One hundred and fifty years on from the first General Examination for Women we’ll soon be entering another exam season. If you’re sitting (or marking) papers in 2019 revise well, work hard and good luck. And maybe also pause to remember the ambition, intelligence and bravery of the first ‘London Nine’ who changed the course of women’s higher education over five days in May 1869.

Now it’s your turn

Try your hand at sample questions from the first General Examination of May 1869: no cheating, no conferring, no calculators, no take-home, no Wikipedia.
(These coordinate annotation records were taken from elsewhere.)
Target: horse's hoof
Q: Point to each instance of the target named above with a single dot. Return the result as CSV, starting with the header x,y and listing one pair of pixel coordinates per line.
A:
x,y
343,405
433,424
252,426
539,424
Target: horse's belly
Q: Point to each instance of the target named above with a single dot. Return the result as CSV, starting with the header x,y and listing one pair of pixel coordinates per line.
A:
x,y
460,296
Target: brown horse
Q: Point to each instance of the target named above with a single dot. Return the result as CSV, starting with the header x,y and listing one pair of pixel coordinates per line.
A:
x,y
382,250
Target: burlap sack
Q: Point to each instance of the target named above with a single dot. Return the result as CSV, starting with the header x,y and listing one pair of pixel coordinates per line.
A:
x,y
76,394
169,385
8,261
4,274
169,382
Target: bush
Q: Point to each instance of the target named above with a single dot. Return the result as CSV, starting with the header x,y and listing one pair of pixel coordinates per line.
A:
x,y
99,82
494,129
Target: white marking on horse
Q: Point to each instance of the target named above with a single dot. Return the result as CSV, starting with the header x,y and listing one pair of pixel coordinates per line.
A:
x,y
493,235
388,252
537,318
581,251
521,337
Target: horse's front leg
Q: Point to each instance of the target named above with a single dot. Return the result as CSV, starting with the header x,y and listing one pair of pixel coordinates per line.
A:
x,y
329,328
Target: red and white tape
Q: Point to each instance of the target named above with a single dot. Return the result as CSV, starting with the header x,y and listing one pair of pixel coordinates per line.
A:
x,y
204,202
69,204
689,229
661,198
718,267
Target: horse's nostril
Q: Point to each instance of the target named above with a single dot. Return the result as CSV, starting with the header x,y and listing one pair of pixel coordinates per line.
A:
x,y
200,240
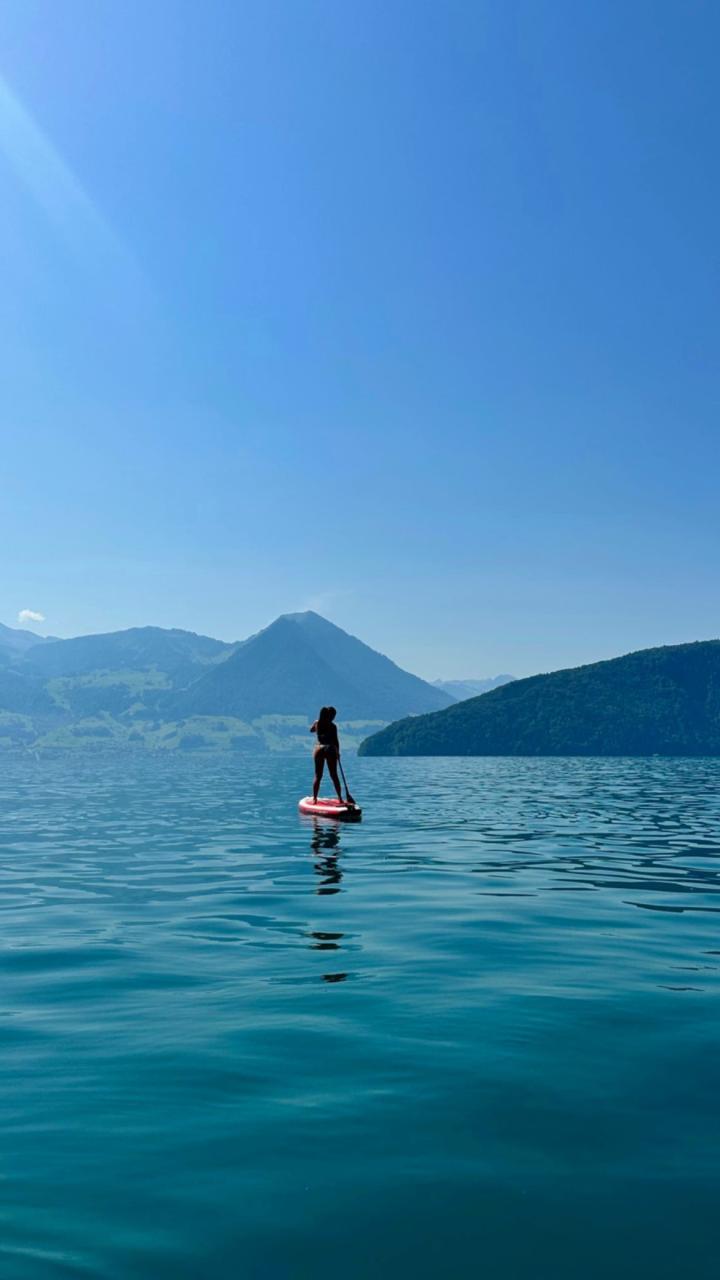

  1. Latin Classic: ‘Trace the history of the Tribunate of the Plebs’
  2. Latin Grammar and Composition: ‘Write down the Comparatives and Superlatives of durus, dulcis, sapiens, acer, similis, magnus, parvus, multus’
  3. French: ‘Ce souvenir s’est retrouvé tout entire. Write this sentence, replacing ce souvenir by cette reminiscence. State the rule concerning the word tout, according as it is used adjectively or adverbially. Give a few examples’
  4. Greek: ‘What views were held in the Homeric age about the state of the Dead, and the efficacy of Blood-offerings in propitiating them?’
  5. German: ‘Translate into German: “The reign of Frederick Barbarossa was the most brilliant in the history of the German Empire”’
  6. Italian: ‘Give the perfect tenses and part participles of the following verbs: leggere, piangere, scrivere, dare, udire’
  7. Arithmetic and algebra: ‘Extract the square root of 384524.01’ 
  8. Geometry: ‘On the sides of an equilateral triangle ABC equilateral triangles BCD, CAE, ABF are described, all external. Show that the figure DEF is another equilateral triangle’
  9. Geography: ‘Take one of the chief rivers of Europe, and describe its course, naming the countries it traverses, the sea it enters and the chief towns on either bank’
  10. English Language: ‘Given a dozen prefixes used in English; and state the force of each’
  11. English History: ‘Name in their order, with dates, the Invasions of Britain previous to the eleventh century’
  12. Natural Philosophy: ‘Describe a Lever; and state the ratio of the Power to the Weight in equilibrium’
  13. Chemistry: ‘Name the elements contained in the following substances: Water, Air, Silica, Ammonia, Common Salt, Carbonic Acid, Marsh Gas, Diamonds, and the Flame of a Wax Candle’
  14. Botany: ‘Explain the terms Thalamifloral, Calycifloral, and Corollofloral’

Dr Philip Carter works at the Institute of Historical Research at the School of Advanced Study, and is studying the early decades of women’s education at the University of London.